Now that we've told Hive how to find and parse our data, we can start asking questions in almost the same way as we would do if it were in a mysql table.
hive> select * from wordfreqs limit 5;
Time taken: 4.868 seconds
So far, so good - even though that's a long time to take for a very simple query. Let's try something a little more interesting;
hive> select count(word) from wordfreqs;
Here is the output I got from this;
Total MapReduce jobs = 1
Number of reduce tasks determined at compile time: 1
In order to change the average load for a reducer (in bytes):
In order to limit the maximum number of reducers:
In order to set a constant number of reducers:
Starting Job = job_200911121319_0001, Tracking URL = http://ip-10-227-111-150.eu-west-1.compute.internal:9100/jobdetails.jsp?jobid=job_200911121319_0001
Kill Command = /home/hadoop/bin/../bin/hadoop job -Dmapred.job.tracker=ip-10-227-111-150.eu-west-1.compute.internal:9001 -kill job_200911121319_0001
2009-11-12 01:37:33,004 map = 0%, reduce =0%
2009-11-12 01:37:46,653 map = 50%, reduce =0%
2009-11-12 01:37:47,665 map = 100%, reduce =0%
2009-11-12 01:37:55,709 map = 100%, reduce =100%
Ended Job = job_200911121319_0001
Time taken: 28.455 seconds
All of that is Hive translating our sql-like query into MapReduce jobs that are then farmed out to our cluster.
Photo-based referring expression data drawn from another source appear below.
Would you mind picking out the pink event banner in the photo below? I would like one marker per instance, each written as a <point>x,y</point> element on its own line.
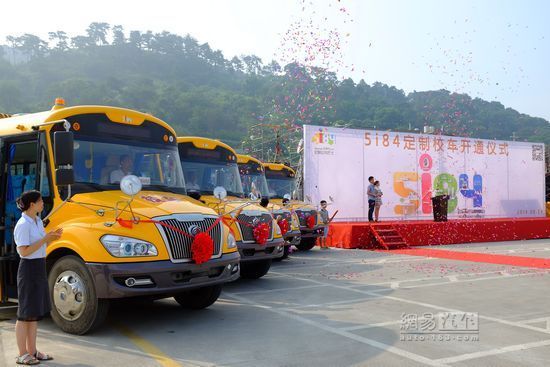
<point>483,178</point>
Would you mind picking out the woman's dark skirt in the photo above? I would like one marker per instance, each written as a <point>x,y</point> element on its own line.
<point>32,290</point>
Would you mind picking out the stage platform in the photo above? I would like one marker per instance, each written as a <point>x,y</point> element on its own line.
<point>402,234</point>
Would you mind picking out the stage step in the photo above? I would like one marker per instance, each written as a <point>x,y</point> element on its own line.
<point>387,237</point>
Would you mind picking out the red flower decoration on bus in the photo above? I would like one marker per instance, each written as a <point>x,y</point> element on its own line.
<point>261,233</point>
<point>202,248</point>
<point>310,221</point>
<point>283,226</point>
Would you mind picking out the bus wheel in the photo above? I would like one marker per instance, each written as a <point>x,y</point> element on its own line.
<point>75,307</point>
<point>199,298</point>
<point>306,244</point>
<point>255,269</point>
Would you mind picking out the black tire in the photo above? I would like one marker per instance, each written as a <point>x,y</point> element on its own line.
<point>306,244</point>
<point>199,298</point>
<point>286,252</point>
<point>94,310</point>
<point>255,269</point>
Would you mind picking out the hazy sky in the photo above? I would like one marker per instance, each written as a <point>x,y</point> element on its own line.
<point>492,49</point>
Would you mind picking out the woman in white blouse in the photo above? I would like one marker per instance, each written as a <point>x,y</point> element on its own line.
<point>32,283</point>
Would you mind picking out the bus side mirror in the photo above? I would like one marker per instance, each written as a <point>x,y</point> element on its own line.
<point>64,157</point>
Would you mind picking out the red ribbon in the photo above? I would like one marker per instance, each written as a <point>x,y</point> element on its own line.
<point>284,226</point>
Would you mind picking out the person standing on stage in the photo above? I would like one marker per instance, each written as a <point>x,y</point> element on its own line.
<point>325,220</point>
<point>371,194</point>
<point>377,201</point>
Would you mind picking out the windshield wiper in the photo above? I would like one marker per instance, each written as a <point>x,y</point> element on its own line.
<point>94,185</point>
<point>174,190</point>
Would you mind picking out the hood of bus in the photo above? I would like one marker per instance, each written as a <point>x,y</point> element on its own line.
<point>278,208</point>
<point>293,204</point>
<point>231,203</point>
<point>149,204</point>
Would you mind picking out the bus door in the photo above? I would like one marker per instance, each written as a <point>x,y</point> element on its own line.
<point>19,157</point>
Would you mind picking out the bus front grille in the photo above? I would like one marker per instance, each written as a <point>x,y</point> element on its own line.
<point>304,214</point>
<point>180,244</point>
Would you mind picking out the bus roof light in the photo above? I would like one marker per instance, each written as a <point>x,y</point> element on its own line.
<point>59,103</point>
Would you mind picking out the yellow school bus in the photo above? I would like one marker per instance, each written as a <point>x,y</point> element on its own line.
<point>133,238</point>
<point>210,168</point>
<point>255,186</point>
<point>282,189</point>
Since we're using a single, small instance, and since we only have one data file, there isn't any parallelisation happening, and the whole thing runs quite slowly. But, in principle, we could have terabytes of data files in our S3 bucket, and be using more and much larger machines in our cluster. Under those circumstances, we should see major gains from using Hive.
FYI, the reason the first query didn't have this kind of output is that Hive is smart enough to figure out that no MapReduce trickery is necessary for this request - it can just read a few lines from the file to satisfy the query.
This has been a very quick and simple introduction to Hive on Amazon EMR. I hope you found it useful. I plan to go into more advanced, and hopefully more useful, territory in future posts.
PS: Don't forget to terminate your Hive cluster!